Simple python client for extracting data from the Dune Analytics API
Goals of spice
:
- simple, no OOP, entire api is just one function
- support both sync and async workflows
- tight integration with polars
To discuss spice
, head to the Paradigm Data Tools Telegram channel.
pip install dune_spice
Can either use the sync workflow or async workflow. Each workflow has only one function.
See API Reference below for the full list of query function arguments.
import spice
# get most recent query results using query id
df = spice.query(21693)
# get most recent query results using query url
df = spice.query('https://dune.com/queries/21693')
# get most recent query results using raw sql
df = spice.query('SELECT * FROM ethereum.blocks LIMIT 5')
# perform new query execution and get results
df = spice.query(query, refresh=True)
# get query results for input parameters
df = spice.query(query, parameters={'network': 'ethereum'})
# perform new query execution, but do not wait for result
execution = spice.query(query, poll=False)
# get results of previous execution
df = spice.query(execution)
The async API is identical to the sync API as above, just add async_
prefix.
df = await spice.async_query(21693)
df = await spice.async_query('https://dune.com/queries/21693')
df = await spice.async_query('SELECT * FROM ethereum.blocks LIMIT 5')
df = await spice.async_query(query, refresh=True)
df = await spice.async_query(query, parameters={'network': 'ethereum'})
execution = spice.query(query, poll=False)

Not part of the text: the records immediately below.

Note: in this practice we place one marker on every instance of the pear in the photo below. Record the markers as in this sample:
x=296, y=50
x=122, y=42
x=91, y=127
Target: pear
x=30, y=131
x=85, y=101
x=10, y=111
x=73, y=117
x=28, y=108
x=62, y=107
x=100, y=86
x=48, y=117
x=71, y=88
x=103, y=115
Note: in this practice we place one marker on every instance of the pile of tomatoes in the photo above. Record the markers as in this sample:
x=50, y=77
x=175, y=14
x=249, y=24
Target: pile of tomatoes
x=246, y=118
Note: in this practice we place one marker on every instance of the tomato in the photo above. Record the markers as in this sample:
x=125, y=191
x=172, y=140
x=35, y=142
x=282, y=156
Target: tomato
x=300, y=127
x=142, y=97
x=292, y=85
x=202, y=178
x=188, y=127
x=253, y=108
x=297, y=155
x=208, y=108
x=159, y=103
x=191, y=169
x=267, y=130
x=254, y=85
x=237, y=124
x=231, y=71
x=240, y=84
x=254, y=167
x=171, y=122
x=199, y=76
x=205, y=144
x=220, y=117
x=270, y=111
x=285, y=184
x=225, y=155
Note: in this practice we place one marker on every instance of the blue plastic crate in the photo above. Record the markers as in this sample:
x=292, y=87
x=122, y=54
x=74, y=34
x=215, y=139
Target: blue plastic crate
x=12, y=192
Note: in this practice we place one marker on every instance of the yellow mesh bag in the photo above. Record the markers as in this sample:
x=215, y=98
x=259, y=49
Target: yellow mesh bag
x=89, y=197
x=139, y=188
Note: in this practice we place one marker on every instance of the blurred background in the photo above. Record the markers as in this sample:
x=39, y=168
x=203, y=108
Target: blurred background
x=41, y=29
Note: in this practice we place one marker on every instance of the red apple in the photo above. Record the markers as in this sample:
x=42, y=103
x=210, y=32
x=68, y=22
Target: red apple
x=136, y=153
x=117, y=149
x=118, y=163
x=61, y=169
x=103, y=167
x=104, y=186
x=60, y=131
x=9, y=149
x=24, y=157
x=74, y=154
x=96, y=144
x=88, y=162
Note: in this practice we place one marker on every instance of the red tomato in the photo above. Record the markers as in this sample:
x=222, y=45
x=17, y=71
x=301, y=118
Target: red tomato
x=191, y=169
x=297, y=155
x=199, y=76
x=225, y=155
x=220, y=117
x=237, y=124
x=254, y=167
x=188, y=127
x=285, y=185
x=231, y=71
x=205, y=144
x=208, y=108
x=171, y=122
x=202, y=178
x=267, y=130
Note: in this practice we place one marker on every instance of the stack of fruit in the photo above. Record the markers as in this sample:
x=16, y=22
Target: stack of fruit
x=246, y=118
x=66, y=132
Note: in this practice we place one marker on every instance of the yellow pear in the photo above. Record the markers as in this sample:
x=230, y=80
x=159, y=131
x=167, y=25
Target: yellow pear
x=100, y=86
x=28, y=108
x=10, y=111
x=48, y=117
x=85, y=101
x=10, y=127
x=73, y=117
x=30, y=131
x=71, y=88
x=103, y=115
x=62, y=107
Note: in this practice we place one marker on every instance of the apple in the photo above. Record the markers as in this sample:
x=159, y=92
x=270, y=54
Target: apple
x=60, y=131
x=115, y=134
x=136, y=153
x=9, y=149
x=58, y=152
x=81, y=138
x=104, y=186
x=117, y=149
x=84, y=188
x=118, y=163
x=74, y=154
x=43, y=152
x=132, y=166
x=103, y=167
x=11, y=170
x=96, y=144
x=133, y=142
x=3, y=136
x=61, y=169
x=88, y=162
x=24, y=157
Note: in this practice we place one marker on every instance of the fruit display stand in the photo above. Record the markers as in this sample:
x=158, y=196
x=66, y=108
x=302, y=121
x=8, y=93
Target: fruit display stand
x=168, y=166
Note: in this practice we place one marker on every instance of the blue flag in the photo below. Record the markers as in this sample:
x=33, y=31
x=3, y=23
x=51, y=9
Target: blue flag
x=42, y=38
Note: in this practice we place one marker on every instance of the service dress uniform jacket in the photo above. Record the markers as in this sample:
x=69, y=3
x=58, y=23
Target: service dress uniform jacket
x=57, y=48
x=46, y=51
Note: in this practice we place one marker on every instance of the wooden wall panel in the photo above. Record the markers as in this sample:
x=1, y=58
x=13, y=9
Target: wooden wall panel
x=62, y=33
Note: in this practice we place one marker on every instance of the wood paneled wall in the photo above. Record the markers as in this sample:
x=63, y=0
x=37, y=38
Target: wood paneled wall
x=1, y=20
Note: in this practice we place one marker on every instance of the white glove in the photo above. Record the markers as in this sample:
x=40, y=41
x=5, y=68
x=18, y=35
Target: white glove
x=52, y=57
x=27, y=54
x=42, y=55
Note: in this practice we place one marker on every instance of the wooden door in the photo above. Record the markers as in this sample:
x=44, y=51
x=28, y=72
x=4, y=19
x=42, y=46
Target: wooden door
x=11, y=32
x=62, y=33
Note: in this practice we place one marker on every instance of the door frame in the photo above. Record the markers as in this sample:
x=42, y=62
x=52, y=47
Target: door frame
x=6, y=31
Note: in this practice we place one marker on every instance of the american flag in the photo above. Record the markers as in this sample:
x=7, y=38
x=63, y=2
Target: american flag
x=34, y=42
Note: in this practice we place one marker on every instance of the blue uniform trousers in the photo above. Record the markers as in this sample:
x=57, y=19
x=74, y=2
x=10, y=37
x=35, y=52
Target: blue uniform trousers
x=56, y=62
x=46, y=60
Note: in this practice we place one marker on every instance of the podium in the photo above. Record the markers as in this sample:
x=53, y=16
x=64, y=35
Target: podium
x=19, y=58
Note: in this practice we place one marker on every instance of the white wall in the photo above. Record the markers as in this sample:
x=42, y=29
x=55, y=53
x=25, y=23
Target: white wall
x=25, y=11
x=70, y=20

df = await spice.async_query(execution)
spice
contains additional quality of life features such as:
- automatically cache results locally to save time and credits for repeated queries
- automatically handle pagination of multi-page results
- automatically execute queries that have no existing executions, especially when using new parameter values
- allow type overrides using the
dtypes
parameter - support raw dynamic querying using parameter templates in order to 1) minimize roundtrips and 2) not require a paid API plan
from typing import Any, Literal, Mapping, Sequence, TypedDict
import polars as pl
# query is an int id or query url
Query = int | str
# execution performance level
Performance = Literal['medium', 'large']
# execution
class Execution(TypedDict):
execution_id: str
These functions are accessed as spice.query()
and spice.aysnc_query()
.
def query(
query_or_execution: Query | Execution,
*,
verbose: bool = True,
refresh: bool = False,
max_age: int | float | None = None,
parameters: Mapping[str, Any] | None = None,
api_key: str | None = None,
performance: Performance = 'medium',
poll: bool = True,
poll_interval: float = 1.0,
limit: int | None = None,
offset: int | None = None,
sample_count: int | None = None,
sort_by: str | None = None,
columns: Sequence[str] | None = None,
extras: Mapping[str, Any] | None = None,
dtypes: Sequence[pl.DataType] | None = None,
cache: bool = True,
cache_dir: str | None = None,
save_to_cache: bool = True,
load_from_cache: bool = True,
) -> pl.DataFrame | Execution:
"""get results of query as dataframe
# Parameters
- query_or_execution: query or execution to retrieve results of
- verbose: whether to print verbose info
- refresh: trigger a new execution, or just use most recent execution
- max_age: max age of last execution in seconds, or trigger a new execution
- parameters: dict of query parameters
- api_key: dune api key, otherwise use DUNE_API_KEY env var
- performance: performance level
- poll: wait for result as DataFrame, or just return Execution handle
- poll_interval: polling interval in seconds
- limit: number of rows to query in result
- offset: row number to start returning results from
- sample_count: number of random samples from query to return
- sort_by: an ORDER BY clause to sort data by
- columns: columns to retrieve, by default retrieve all columns
- extras: extra parameters used for fetching execution result
- examples: ignore_max_datapoints_per_request, allow_partial_results
- dtypes: dtypes to use in output polars dataframe
- cache: whether to use cache for saving or loading
- cache_dir: directory to use for cached data (create tmp_dir if None)
- save_to_cache: whether to save to cache, set false to load only
- load_from_cache: whether to load from cache, set false to save only
"""
...
async def async_query(
# all the same parameters as query()
...
) -> pl.DataFrame | Execution:
"""get results of query as dataframe, asynchronously
## Parameters
[see query()]
"""
...
spice
looks for a Dune api key in the DUNE_API_KEY
environment variable.
spice
interacts only with Dune's SQL-related API endpoints, documented here.